With a slight dataset name modification, different dataset-level characteristics can be applied.
For example: python src/main.py -d mnist_n5 -tm -em -m cnn --run-amia-attack
, trains and evaluates a single non-private CNN and runs the LiRA attack on the model. The dataset used for training and attacking the model is a modified version of the MNIST dataset containing only 5 classes (instead of 10).
These dataset-level modifications can be chained.
A full list of modifications is provided below:
- mnist_nX -> set number of dataset classes to X
- mnist_cX -> set number of samples per class to X. Creates a perfectly balanced dataset since all classes are reduced to the same number of samples.
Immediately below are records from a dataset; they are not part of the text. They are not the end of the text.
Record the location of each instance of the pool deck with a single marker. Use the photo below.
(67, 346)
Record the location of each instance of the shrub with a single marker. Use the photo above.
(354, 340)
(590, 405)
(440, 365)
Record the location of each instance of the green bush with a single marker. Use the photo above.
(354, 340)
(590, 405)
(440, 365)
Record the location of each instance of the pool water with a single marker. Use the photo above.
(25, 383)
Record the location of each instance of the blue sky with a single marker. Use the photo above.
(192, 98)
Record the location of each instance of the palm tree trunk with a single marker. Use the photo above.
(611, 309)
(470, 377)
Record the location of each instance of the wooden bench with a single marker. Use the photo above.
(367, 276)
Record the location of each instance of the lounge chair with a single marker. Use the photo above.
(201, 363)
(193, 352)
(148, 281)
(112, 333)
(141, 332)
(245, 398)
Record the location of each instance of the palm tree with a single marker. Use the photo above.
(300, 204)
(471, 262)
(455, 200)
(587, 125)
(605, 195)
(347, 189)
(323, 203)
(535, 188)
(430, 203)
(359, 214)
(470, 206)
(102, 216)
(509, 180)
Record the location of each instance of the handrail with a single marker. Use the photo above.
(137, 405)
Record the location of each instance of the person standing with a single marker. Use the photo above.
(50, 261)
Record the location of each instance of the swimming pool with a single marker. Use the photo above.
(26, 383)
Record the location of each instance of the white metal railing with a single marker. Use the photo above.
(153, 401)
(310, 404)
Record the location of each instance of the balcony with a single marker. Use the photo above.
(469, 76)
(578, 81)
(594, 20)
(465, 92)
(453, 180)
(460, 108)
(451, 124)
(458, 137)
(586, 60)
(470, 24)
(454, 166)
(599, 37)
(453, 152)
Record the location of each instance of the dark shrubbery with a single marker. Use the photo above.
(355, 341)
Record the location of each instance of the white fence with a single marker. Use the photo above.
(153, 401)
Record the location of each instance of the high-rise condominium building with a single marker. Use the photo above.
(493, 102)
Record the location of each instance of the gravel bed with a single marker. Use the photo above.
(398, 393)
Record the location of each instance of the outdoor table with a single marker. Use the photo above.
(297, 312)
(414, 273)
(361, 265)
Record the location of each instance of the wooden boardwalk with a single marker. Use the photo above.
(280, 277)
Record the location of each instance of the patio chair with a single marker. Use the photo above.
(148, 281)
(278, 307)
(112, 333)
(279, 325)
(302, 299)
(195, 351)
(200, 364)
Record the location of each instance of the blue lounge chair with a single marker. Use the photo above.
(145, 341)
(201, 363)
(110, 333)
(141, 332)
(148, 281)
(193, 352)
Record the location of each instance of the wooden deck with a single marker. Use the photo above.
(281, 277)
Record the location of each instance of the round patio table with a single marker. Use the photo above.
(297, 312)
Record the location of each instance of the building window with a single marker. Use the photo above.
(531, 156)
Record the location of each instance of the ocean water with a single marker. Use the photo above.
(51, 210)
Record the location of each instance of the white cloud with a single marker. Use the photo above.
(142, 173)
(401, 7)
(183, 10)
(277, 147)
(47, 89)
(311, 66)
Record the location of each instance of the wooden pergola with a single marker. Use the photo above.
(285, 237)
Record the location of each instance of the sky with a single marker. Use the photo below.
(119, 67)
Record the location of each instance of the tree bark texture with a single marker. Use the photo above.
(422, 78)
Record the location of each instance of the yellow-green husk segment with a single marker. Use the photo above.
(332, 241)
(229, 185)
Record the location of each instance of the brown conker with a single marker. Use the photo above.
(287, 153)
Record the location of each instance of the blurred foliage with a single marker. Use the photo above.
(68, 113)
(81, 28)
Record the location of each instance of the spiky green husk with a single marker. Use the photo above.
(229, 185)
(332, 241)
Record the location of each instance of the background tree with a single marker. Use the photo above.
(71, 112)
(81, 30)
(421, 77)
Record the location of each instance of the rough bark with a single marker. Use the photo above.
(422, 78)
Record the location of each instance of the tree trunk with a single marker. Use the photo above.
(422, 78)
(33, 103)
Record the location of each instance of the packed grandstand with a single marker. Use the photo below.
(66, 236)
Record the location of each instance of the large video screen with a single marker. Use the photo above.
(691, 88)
- mnist_iLX -> creates an imbalanced dataset version with an imbalance factor of X in linear mode. A higher imbalance mode indicates a higher dataset imbalance.
- mnist_iNX -> creates an imbalanced dataset version with an imbalance factor of X in normal mode. A higher imbalance mode indicates a higher dataset imbalance. (normal and linear mode differ in how they apply the dataset imbalance)
- cifar10_gray -> creates a grayscaled version of a dataset containing RGB color images.